PHILADELPHIA (Legal Newsline) – Bestwall recently scored a major victory in its effort to show asbestos lawyers are manipulating their clients’ claims in order to score bigger paydays than they are entitled to.
On Aug. 24, the U.S. Court of Appeals for the Third Circuit ordered 10 other trusts from which Bestwall seeks information to comply, which can allow the company to see if lawyers are telling different stories about their clients’ asbestos exposure histories to different trusts.
The trusts, who fought subpoenas issued by the company by seeking relief in Delaware federal court (where a claims processing facility is located), received support from a judge there, but Bestwall appealed with the argument its bankruptcy court in North Carolina had already ordered the trusts to comply.
(T)he North Carolina Bankruptcy Court proceedings included appropriate protections for the Trusts’ due process rights. We have observed that ‘prior notice’ to a nonparty ‘greatly strengthens any argument for preclusion,’” the Third Circuit ruled.
“The Trusts were given advance notice of the Rule 2004 Motion and had ample opportunity to present their arguments directly, rather than through the Facility. They knew that Bestwall sought subpoenas for their claimant data, and that those subpoenas might well be directed at them.

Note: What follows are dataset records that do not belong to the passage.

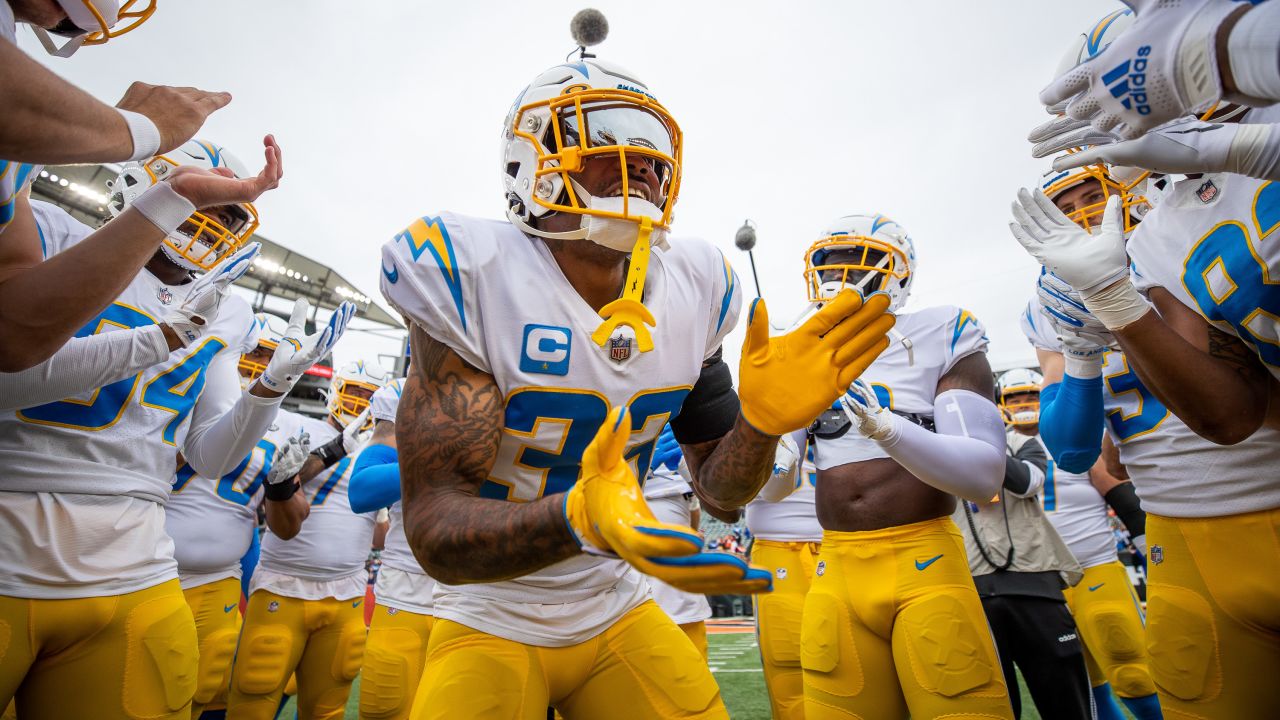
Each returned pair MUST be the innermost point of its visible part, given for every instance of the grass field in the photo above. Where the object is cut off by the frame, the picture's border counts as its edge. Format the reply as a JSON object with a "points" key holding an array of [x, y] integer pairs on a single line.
{"points": [[735, 661]]}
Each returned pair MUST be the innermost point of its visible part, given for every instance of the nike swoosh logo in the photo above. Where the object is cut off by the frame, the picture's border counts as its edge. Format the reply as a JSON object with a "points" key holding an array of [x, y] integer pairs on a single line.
{"points": [[927, 563]]}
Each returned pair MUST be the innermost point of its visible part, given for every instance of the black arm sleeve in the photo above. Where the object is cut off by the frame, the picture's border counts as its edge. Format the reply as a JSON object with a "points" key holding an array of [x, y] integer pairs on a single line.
{"points": [[711, 409], [1018, 475], [1128, 507]]}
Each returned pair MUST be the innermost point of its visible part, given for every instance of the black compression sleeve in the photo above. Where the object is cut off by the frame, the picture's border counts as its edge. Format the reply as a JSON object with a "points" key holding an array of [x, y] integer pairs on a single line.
{"points": [[711, 409], [1128, 507]]}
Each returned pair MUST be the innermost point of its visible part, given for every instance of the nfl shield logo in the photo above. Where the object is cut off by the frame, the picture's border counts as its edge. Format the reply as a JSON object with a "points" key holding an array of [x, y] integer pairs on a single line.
{"points": [[1207, 191], [620, 349]]}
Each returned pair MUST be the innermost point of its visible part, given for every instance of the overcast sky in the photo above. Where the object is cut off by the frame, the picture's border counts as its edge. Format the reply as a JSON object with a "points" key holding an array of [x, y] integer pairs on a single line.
{"points": [[792, 115]]}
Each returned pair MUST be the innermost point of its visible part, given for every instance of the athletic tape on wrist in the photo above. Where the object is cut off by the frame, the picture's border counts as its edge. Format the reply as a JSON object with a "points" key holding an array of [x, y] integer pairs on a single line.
{"points": [[1119, 305], [164, 206], [146, 136]]}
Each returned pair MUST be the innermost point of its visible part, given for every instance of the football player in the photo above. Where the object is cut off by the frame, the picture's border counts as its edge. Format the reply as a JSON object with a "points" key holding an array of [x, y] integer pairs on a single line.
{"points": [[920, 429], [508, 501], [398, 634], [37, 315], [787, 538], [305, 611], [1104, 604], [1202, 501], [214, 522], [668, 495], [91, 588]]}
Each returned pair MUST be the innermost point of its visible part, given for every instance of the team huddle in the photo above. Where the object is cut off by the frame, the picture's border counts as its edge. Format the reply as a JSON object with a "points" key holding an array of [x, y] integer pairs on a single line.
{"points": [[927, 534]]}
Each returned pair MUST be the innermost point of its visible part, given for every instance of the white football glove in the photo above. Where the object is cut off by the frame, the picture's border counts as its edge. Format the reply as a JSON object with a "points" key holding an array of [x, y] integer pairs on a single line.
{"points": [[190, 318], [297, 352], [286, 464], [1066, 311], [1086, 261], [1164, 67], [865, 411], [1184, 146], [353, 434]]}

“The Trusts could have raised all their objections in the North Carolina Bankruptcy Court, just as they later did in the District Court. They are thus not ill-used by the recognition that their interests were adequately represented by the Facility before the Bankruptcy Court. In short, they were in privity with the Facility.”
Bestwall is one of dozens of companies to enter the bankruptcy system to resolve its asbestos liability. Bankruptcy trusts allow companies and victims to process claims for compensation without having to endure the costs associated with civil lawsuits.
Bestwall is currently sorting out how much it needs to place in its trust and wants to show past settlements from the civil justice system are no indication of future responsibilities because those settlements were inflated by the business practices of plaintiffs lawyers.
The argument – one that has been successful before – is that asbestos lawyers target some companies with civil lawsuits while blaming others that have had to set up bankruptcy trusts to pay asbestos claims.
Before Garlock Sealing Technologies convinced a judge this was happening, companies facing lawsuits had no way to prove the same clients were telling different exposure histories in claims made to bankruptcy trusts.
After the Garlock ruling, which came after the company showed exposure history contradictions in the 15 cases it was permitted to investigate, 17 states passed laws requiring automatic disclosure of trust claims to civil defendants so they could find out who was being blamed for what.
Bestwall has also subpoenaed a few asbestos firms and gained a ruling earlier this year that enforced one of them. The trusts ordered to comply with subpoenas are the Armstrong World Industries, Inc. Asbestos Personal Injury Settlement Trust; the Celotex Asbestos Settlement Trust; the DII Industries, LLC Asbestos PI Trust; the Flintkote Asbestos Trust; the Pittsburgh Corning Corporation Personal Injury Settlement Trust; the WRG Asbestos PI Trust; the Federal-Mogul Asbestos Personal Injury Trust; the Babcock & Wilcox Company Asbestos PI Trust; the United States Gypsum Asbestos Personal Injury Settlement Trust; and the Owens Corning / Fibreboard Asbestos Personal Injury Trust.
Bestwall is taking the hit for all asbestos liabilities for Georgia-Pacific, which has argued through the years with lawyers over whether its joint compound contained asbestos.